MERMAIDE: Learning to Align Learners using Model-Based Meta-Learning
Arundhati Banerjee, Soham Phade, Stefano Ermon, Stephan Zheng
TL;DR
MERMAIDE introduces model-based meta-learning to align learners by learning a world model and a meta-learned intervention policy that quickly adapts to unseen agents. By treating each agent as a task and employing MAML with a recurrent world model, the approach achieves fast near-equilibrium alignment in Stackelberg games and cost-efficient intervention policies in bandit settings, even under partial observability and distribution shifts. The framework outperforms model-free baselines and provides insights into when and how to intervene, highlighting the value of model-based priors for non-stationary principal–agent environments. This work offers a flexible, few-shot generalizable method for adaptive incentive design with potential impact on economies, education, and personalized systems where agents learn over time.
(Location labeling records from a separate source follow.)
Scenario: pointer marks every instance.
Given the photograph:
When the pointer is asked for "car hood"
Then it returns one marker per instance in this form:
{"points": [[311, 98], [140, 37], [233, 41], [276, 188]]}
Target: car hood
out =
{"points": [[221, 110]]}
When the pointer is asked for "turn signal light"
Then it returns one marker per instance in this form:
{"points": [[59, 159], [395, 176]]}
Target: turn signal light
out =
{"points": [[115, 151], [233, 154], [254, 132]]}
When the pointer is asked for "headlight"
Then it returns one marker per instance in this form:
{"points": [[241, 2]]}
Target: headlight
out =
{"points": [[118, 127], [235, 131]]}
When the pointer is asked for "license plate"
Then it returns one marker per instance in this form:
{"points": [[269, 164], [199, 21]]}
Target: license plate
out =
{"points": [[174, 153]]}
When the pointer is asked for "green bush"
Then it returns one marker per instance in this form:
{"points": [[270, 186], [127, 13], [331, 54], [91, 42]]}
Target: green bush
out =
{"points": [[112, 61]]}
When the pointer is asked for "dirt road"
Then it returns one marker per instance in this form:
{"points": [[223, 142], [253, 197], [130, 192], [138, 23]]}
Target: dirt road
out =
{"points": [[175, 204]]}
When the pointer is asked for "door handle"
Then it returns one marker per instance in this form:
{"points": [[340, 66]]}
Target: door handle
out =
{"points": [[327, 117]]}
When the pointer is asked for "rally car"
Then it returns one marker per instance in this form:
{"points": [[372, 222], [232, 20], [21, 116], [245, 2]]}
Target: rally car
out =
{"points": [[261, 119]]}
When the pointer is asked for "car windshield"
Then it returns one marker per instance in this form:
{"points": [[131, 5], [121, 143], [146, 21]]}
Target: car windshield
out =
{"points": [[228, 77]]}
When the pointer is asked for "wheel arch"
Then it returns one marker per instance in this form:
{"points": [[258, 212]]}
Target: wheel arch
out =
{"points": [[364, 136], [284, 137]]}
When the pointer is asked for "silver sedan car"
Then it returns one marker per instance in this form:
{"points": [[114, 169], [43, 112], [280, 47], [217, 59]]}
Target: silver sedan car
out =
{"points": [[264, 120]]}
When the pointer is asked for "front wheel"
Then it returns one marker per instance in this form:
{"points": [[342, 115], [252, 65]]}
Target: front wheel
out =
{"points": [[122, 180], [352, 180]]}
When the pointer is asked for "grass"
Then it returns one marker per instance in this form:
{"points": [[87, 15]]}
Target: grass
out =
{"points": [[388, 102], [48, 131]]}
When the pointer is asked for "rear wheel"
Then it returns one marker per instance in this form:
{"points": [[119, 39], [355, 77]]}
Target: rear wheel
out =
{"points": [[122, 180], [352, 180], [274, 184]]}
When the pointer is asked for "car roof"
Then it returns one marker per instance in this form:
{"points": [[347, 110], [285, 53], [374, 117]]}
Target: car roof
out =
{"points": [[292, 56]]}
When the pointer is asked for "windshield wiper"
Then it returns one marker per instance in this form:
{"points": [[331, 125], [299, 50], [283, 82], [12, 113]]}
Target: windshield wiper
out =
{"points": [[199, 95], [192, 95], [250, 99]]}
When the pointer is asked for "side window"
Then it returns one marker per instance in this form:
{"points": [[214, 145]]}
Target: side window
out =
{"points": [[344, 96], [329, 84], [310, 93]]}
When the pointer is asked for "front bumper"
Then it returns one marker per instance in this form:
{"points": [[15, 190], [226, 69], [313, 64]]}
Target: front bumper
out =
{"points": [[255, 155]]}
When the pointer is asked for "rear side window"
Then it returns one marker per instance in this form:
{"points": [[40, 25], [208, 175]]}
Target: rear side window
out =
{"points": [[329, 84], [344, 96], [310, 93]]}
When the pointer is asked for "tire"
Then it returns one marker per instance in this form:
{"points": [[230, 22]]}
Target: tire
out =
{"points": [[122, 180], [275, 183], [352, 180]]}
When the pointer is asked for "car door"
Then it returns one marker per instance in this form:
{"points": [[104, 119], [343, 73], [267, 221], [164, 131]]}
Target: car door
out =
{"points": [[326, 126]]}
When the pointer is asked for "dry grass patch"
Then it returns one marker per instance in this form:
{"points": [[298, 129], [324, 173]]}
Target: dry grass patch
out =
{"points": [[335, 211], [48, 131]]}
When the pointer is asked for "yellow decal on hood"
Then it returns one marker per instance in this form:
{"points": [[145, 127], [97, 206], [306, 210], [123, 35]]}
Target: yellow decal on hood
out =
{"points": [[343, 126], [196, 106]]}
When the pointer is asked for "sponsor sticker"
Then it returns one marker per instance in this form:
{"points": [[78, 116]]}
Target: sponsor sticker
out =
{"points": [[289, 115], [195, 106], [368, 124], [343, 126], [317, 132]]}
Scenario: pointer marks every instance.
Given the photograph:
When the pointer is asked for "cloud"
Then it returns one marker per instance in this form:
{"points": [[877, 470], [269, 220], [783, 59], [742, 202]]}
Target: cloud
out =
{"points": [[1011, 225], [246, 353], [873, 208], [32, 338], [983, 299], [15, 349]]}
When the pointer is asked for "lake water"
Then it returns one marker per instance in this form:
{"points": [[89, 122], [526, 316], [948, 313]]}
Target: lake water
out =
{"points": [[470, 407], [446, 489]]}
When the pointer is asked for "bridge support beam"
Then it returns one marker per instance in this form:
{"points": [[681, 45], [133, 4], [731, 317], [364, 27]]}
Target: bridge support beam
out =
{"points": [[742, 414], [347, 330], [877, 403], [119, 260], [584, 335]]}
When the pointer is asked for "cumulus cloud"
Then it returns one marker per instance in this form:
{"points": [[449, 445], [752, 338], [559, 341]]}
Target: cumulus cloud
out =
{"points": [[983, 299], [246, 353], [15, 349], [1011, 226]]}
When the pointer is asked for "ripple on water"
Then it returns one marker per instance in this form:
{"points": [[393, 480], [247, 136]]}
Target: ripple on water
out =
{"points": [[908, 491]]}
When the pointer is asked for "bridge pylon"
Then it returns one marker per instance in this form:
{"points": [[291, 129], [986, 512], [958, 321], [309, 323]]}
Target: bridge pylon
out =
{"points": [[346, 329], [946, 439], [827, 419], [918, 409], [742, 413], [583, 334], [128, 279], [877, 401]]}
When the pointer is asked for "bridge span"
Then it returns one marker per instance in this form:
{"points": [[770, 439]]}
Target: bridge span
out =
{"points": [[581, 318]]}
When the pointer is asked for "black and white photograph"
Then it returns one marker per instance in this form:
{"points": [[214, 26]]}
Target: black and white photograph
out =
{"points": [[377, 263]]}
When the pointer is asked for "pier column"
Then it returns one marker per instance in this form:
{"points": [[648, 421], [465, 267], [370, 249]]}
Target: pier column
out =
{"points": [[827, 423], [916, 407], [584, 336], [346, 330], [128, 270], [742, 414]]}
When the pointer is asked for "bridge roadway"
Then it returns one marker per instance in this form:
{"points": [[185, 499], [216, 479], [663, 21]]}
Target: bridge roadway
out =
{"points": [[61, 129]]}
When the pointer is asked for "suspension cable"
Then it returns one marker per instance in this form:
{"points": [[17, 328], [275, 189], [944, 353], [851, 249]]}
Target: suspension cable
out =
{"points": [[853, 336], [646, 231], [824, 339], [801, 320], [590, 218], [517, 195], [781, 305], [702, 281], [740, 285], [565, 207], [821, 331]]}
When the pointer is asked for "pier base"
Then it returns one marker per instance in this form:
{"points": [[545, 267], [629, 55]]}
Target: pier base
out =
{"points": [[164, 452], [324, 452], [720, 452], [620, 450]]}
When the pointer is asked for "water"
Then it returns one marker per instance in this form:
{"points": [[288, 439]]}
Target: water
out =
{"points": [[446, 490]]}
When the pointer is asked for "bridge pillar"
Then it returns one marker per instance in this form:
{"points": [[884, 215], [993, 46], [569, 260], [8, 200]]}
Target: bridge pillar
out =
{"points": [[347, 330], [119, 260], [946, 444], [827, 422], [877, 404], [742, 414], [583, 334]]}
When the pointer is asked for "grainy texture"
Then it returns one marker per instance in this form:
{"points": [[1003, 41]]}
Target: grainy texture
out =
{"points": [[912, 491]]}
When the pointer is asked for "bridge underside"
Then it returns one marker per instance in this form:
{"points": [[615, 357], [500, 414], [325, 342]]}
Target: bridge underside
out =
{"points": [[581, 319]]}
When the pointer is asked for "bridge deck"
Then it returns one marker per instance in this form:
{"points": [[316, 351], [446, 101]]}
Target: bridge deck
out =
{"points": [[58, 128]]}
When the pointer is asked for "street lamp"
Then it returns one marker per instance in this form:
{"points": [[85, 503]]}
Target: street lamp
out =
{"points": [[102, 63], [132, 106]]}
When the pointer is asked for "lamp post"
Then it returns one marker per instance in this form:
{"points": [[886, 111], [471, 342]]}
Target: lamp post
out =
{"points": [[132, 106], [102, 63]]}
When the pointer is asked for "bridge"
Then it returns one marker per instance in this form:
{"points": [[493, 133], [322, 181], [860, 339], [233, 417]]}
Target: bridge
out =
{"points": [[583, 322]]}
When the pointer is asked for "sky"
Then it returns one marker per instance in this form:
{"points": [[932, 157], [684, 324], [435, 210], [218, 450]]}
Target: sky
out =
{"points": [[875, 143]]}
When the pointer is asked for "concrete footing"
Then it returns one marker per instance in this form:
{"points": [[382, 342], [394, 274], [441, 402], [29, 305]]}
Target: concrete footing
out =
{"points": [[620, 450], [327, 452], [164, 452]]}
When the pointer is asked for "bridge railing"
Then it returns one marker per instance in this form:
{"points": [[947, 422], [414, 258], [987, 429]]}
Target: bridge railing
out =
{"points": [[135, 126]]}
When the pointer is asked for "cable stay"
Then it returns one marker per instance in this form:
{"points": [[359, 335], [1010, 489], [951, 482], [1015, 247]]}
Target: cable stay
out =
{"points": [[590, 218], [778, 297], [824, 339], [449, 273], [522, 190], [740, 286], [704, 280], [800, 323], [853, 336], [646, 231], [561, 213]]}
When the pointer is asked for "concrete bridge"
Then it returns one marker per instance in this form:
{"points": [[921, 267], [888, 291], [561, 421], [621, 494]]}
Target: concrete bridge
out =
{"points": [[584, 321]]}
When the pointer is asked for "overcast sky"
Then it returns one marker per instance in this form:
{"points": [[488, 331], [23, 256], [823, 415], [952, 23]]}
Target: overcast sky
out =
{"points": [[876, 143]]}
The results underscore the practical significance of combining world models with gradient-based meta-learning to handle non-stationarity and unseen agent strategies in real-world interventions.
Abstract
We study how a principal can efficiently and effectively intervene on the rewards of a previously unseen learning agent in order to induce desirable outcomes. This is relevant to many real-world settings like auctions or taxation, where the principal may not know the learning behavior nor the rewards of real people. Moreover, the principal should be few-shot adaptable and minimize the number of interventions, because interventions are often costly. We introduce MERMAIDE, a model-based meta-learning framework to train a principal that can quickly adapt to out-of-distribution agents with different learning strategies and reward functions. We validate this approach step-by-step. First, in a Stackelberg setting with a best-response agent, we show that meta-learning enables quick convergence to the theoretically known Stackelberg equilibrium at test time, although noisy observations severely increase the sample complexity. We then show that our model-based meta-learning approach is cost-effective in intervening on bandit agents with unseen explore-exploit strategies. Finally, we outperform baselines that use either meta-learning or agent behavior modeling, in both $0$-shot and $K=1$-shot settings with partial agent information.